I am in the process of proving the following:
Let $\mathcal{F}$ be a family of continuous real-valued functions on a complete metric space $X$ that is pointwise bounded in the sense that for each $x \in X$, there is a constant $M_{x}$ for which $|f(x)|\leq M_{x}$ for all $f \in \mathcal{F}$.
Then, there is a nonempty open subset $\mathcal{O}$ of $X$ on which $F$ is uniformly bounded in the sense that there is a constant $M$ for which $|f|\leq M$ on $\mathcal{O}$ for all $f \in \mathcal{F}$.
So far, I have done the following:
Define the sets $E_{n} = \{ x \in X: |f(x)|\leq n, \forall f \in \mathcal{F}\} = \cap_{f \in \mathcal{F}}\{x \in X: |f(x)|\leq n\} = \cap_{f \in \mathcal{F}}f^{-1}[-n,n]$, which is closed in $X$, since $\mathcal{F}$ is a family of continuous functions.
Since $\mathcal{F}$ is pointwise bounded, then $\exists x \in E_{n}$ whenever $|f(x)|\leq M_{x} \leq n$, which implies that $X = \cup_{n=1}^{\infty}E_{n}$.
Since $X$ is nonempty, it has nonempty interior, and since $X = \cup_{n=1}^{\infty}E_{n}$, by a previous result, at least one of the $E_{n}$'s, say $E_{n_{0}}$ has nonempty interior; i.e., for $x_{0} \in E_{n_{0}}$, $\exists r>0$ such that $B_{0}(x_{0},r)\subset E_{n_{0}}=\overline{E_{n_{0}}}$.

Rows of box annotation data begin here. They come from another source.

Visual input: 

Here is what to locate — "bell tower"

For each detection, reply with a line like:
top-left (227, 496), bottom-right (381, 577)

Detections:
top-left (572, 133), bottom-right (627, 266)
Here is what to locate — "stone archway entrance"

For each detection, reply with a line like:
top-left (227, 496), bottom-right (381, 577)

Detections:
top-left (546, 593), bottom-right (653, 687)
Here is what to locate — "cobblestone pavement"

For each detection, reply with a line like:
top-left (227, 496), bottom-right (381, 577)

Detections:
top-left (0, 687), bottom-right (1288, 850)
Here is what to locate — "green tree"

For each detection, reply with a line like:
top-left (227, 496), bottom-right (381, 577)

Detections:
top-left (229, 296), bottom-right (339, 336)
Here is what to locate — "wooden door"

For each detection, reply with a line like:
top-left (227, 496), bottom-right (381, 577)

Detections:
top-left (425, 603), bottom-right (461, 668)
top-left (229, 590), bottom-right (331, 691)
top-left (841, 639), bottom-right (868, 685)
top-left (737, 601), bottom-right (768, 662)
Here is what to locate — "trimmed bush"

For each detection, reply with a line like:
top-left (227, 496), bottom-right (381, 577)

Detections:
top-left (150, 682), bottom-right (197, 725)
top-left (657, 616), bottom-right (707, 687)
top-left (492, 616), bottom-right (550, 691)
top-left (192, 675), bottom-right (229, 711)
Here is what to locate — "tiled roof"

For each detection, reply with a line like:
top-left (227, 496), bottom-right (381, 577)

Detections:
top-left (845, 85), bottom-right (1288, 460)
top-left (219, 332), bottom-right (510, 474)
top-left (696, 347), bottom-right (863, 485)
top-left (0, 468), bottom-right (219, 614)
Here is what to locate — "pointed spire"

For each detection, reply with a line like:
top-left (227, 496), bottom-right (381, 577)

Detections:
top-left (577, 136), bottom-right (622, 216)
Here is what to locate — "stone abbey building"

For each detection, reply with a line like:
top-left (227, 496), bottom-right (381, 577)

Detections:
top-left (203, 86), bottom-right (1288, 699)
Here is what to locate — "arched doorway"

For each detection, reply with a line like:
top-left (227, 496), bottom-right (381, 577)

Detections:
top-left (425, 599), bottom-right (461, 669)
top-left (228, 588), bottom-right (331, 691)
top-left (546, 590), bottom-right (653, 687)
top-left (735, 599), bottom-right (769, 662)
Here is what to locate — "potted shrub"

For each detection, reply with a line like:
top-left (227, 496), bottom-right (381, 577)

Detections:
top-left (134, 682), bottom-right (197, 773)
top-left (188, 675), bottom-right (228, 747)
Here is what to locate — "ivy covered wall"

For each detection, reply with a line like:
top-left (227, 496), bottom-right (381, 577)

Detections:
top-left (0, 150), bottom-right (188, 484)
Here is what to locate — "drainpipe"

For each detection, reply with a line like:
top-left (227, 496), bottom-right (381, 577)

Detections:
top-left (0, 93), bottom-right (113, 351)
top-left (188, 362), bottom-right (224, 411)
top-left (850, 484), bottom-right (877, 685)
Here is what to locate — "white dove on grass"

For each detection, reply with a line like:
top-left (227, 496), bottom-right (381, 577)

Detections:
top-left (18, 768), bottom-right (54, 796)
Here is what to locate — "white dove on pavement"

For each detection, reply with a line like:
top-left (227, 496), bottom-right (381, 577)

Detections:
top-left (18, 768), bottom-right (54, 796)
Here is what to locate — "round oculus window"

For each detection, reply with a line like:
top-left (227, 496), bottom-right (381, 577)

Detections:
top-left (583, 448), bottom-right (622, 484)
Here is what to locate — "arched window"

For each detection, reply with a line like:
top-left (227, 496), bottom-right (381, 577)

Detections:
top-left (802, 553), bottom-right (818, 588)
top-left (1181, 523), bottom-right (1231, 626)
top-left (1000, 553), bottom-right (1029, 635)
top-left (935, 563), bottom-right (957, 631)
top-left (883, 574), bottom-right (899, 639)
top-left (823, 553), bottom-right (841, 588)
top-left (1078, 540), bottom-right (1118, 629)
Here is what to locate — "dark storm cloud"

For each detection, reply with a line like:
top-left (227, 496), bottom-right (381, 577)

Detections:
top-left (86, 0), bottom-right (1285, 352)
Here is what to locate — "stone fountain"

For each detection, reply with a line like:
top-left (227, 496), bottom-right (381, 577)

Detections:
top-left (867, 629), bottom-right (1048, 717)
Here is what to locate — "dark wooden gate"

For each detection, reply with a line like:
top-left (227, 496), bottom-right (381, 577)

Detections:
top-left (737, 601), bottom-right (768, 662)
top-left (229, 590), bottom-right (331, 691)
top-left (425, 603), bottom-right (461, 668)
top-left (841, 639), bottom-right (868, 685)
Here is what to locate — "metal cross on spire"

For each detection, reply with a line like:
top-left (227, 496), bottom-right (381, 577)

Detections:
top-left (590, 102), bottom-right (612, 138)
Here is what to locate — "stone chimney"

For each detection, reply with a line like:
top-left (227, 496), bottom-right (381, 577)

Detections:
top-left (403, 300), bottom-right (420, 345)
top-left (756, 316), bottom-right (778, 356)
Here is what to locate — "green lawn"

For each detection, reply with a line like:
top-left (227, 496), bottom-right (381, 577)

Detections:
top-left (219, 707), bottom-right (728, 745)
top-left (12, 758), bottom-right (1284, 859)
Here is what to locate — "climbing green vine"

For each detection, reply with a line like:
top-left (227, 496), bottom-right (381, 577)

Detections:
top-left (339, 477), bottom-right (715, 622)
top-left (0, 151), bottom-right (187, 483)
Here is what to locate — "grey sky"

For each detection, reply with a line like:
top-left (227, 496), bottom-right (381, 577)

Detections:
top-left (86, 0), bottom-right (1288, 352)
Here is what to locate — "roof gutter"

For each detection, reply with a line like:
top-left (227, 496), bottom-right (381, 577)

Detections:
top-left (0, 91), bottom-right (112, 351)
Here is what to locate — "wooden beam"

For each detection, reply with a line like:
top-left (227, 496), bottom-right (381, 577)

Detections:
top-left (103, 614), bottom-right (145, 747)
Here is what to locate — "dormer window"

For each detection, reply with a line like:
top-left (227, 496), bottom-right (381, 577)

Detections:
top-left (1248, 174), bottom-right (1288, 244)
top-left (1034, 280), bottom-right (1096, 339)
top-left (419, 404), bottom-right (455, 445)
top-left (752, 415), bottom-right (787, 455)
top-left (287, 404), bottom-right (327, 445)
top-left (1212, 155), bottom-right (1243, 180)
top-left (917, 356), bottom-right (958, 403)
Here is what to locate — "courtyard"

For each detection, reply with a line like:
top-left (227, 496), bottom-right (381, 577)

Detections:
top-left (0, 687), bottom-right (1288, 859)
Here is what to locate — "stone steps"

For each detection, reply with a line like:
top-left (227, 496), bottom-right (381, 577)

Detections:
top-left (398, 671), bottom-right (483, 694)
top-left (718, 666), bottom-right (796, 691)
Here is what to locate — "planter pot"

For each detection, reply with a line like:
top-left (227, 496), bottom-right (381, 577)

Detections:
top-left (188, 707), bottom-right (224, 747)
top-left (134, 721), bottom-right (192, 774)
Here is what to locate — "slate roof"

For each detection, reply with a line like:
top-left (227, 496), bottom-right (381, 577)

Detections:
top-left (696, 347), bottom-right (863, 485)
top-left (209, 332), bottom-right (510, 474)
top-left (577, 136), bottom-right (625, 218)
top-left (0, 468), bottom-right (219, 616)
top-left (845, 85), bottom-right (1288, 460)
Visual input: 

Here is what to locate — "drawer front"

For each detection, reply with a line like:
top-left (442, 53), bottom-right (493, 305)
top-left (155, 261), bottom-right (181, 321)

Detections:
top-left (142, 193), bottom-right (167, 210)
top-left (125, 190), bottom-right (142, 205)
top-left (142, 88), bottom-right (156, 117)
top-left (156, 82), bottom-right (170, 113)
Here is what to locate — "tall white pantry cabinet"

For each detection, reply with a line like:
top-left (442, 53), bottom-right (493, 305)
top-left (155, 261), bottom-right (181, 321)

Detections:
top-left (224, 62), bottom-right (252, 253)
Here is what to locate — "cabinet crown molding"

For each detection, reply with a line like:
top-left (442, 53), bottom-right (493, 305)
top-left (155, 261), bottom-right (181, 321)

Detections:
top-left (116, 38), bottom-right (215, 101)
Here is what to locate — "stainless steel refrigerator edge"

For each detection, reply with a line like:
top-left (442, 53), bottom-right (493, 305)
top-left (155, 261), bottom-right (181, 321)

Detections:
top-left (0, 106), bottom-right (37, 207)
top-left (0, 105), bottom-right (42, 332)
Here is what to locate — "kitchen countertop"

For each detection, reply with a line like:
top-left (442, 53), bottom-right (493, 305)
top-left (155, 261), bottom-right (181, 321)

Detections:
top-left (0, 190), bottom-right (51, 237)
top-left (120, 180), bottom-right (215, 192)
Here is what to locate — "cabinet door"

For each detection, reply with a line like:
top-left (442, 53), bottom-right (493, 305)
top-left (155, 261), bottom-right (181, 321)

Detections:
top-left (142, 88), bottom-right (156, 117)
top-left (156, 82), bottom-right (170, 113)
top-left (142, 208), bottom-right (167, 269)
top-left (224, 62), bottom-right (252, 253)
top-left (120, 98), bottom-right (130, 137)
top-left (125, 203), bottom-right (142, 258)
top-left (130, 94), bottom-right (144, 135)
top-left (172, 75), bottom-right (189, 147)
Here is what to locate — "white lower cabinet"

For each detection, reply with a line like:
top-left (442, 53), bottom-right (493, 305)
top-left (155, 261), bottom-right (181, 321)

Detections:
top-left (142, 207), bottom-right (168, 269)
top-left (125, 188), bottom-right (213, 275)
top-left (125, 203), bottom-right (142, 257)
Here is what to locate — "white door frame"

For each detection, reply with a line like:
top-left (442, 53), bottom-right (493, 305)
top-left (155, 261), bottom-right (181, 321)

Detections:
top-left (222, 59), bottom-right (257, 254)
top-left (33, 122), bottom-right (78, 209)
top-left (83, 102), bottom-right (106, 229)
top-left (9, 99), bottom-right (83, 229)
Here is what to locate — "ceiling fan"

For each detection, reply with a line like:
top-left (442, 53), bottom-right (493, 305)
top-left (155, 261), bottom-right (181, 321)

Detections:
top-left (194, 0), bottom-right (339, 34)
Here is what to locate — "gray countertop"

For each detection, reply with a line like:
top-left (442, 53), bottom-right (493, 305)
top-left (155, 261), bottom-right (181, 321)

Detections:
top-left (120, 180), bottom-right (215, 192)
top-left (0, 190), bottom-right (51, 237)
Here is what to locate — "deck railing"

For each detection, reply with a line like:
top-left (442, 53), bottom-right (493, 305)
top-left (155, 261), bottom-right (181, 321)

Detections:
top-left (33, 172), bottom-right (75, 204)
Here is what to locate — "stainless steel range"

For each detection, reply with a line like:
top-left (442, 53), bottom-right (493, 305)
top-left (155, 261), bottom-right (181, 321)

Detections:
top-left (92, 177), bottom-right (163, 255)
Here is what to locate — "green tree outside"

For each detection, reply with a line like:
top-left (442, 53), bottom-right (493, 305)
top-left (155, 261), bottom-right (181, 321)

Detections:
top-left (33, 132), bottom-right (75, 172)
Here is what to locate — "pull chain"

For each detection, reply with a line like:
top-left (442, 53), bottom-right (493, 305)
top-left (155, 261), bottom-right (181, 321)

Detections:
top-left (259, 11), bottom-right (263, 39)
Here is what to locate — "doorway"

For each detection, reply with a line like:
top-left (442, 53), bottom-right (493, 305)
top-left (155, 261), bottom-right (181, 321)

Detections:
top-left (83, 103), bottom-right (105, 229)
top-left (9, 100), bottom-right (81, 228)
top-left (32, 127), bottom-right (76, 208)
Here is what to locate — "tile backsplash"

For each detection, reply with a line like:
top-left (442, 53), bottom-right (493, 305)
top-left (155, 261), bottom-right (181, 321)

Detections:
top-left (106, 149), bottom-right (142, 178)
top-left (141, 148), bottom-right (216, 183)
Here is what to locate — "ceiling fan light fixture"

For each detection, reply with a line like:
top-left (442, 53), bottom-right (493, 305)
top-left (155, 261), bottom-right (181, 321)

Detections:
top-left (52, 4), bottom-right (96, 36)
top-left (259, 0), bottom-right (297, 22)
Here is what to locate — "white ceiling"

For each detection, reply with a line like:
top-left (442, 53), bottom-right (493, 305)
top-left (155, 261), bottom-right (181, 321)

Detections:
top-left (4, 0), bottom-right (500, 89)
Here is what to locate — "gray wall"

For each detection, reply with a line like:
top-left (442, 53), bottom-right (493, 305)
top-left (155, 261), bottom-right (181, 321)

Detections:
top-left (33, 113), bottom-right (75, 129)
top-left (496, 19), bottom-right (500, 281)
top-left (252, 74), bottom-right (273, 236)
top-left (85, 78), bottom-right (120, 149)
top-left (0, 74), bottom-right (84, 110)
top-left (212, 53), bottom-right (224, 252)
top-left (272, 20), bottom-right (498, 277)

From here, I have no idea where to go in order to get the uniform boundedness. Please help. I am completely and utterly clueless as to how to proceed.
You are done. All that remains is that you recognise that you are done, and sum it up in a concluding sentence.
You have defined
$$E_n = \bigcap_{f \in \mathcal{F}} f^{-1}([-n,n]),$$
so directly by definition, the family $\mathcal{F}$ is uniformly bounded on each $E_n$ - and on all subsets of $E_n$ - with a uniform bound of $n$, any $M \geqslant n$ is a fortiori a uniform bound of $\mathcal{F}$ on a subset of $E_n$.
You have used Baire's theorem to conclude
so that means $\overset{\Large\circ}{E}_{n_0}$, or $\operatorname{int}(E_{n_0})$, or whatever your preferred notation is, is a nonempty open subset of $X$.
And since $\overset{\Large\circ}{E}_{n_0}$ is a subset of $E_{n_0}$, we know that $\mathcal{F}$ is uniformly bounded by $n_0$ on $\overset{\Large\circ}{E}_{n_0}$.
So we can take $\mathcal{O} = \overset{\Large\circ}{E}_{n_0}$ and $M = n_0$.
We can also take any nonempty open subset of $\overset{\Large\circ}{E}_{n_0}$ and any $M \geqslant n_0$.
Or, since we have the inclusion $E_n \subseteq E_{n+1}$ for all $n$, it follows that if $\overset{\Large\circ}{E}_{n_0} \neq \varnothing$, then $\overset{\Large\circ}{E}_{n} \neq \varnothing$ for all $n \geqslant n_0$, so we can take a nonempty open subset of $E_{n_1}$ for some $n_1 > n_0$ and an $M \geqslant M_1$. We have lots of options to choose from.